Friday, July 1, 2011

Pork tenderloin with apples

Tonight's meal was cooked by me. It was absolutely delicious. Roast pork tenderloin with an apple, onion, and rosemary sauce. The mild sweetness of the meat and balsamic vinegar/broth reduction played well against the apples and sauteed onion. So far this is my favorite dish.
A plate comes in at only 215 calories.

Ingredients (serves 4)
1 tablespoon olive oil
1 pound pork tenderloin, trimmed of all visible fat
Freshly ground black pepper, to taste
1 cup chopped onion
1/2 cup chopped apple
1 1/2 tablespoons fresh rosemary, chopped
1 cup low-sodium chicken broth
1 1/2 tablespoons balsamic vinegar

Preheat the oven to 450 F. Lightly coat a baking pan with cooking spray or light oil.
In a large skillet, heat the olive oil over high heat.
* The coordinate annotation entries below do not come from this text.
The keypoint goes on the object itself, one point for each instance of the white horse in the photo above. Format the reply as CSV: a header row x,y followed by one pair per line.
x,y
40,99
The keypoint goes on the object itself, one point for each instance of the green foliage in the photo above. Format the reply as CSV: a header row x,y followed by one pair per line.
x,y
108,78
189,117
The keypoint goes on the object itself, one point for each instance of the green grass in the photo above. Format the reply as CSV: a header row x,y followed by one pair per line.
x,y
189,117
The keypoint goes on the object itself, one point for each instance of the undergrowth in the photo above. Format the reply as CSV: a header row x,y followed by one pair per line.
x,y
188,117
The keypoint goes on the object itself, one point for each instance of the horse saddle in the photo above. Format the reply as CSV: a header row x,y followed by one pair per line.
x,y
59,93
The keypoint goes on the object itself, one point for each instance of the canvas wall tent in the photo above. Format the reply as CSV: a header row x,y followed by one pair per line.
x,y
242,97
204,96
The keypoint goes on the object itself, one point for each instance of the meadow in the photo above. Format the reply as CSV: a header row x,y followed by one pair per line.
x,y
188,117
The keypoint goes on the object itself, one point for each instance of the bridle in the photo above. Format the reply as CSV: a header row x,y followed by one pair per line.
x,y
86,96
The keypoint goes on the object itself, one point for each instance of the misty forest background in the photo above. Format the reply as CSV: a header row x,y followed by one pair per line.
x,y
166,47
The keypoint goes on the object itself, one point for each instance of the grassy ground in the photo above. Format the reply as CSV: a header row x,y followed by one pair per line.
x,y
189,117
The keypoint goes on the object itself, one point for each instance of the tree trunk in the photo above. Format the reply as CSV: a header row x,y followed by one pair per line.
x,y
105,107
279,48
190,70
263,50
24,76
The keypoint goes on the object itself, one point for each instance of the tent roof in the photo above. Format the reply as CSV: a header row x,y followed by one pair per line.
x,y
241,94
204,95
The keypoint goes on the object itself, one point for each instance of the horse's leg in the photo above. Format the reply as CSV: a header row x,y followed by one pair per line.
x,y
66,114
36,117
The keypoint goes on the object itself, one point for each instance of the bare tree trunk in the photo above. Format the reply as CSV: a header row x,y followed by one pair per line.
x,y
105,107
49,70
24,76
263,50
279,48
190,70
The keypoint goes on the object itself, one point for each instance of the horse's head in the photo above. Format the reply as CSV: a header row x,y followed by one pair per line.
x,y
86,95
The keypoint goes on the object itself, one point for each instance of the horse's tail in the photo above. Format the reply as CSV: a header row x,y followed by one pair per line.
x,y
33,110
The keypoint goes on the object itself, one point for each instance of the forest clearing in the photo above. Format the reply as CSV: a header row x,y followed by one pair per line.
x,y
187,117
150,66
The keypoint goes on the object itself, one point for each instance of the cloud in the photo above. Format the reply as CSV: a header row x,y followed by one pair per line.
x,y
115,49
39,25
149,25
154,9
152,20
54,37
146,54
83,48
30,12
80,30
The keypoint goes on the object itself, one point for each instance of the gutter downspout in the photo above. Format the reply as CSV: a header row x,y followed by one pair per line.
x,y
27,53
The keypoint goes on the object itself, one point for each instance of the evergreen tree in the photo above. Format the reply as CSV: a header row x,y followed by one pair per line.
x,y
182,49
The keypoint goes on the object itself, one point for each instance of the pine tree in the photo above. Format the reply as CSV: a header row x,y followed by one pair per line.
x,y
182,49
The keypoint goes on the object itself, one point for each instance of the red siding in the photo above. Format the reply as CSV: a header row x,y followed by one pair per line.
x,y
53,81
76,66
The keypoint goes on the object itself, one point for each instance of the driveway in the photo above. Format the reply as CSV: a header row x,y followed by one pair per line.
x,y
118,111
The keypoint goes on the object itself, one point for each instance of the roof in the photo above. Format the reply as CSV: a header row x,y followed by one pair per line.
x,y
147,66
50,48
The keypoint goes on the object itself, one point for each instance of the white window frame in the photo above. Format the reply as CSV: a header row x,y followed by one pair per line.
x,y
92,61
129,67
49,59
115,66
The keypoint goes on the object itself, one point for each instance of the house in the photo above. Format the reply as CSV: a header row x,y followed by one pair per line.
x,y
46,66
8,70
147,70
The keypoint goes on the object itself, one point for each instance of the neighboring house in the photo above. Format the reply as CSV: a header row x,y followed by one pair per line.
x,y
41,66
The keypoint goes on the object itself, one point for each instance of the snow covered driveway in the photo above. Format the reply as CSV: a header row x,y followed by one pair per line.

Add the pork and sprinkle with black pepper. Cook until the tenderloin is browned on all sides, about 3 minutes. Remove from heat and place in the prepared baking pan. Roast the pork for about 15 minutes, or until a food thermometer indicates 160 F (medium).
Meanwhile, add the onion, apple and rosemary to the skillet. Saute over medium heat until the onions and apples are soft, about 3 to 5 minutes. Stir in the broth and vinegar. Increase the heat and boil until the sauce has reduced, about 5 minutes.
To serve, cut pork into medallions, pour the onion-apple mixture over the top.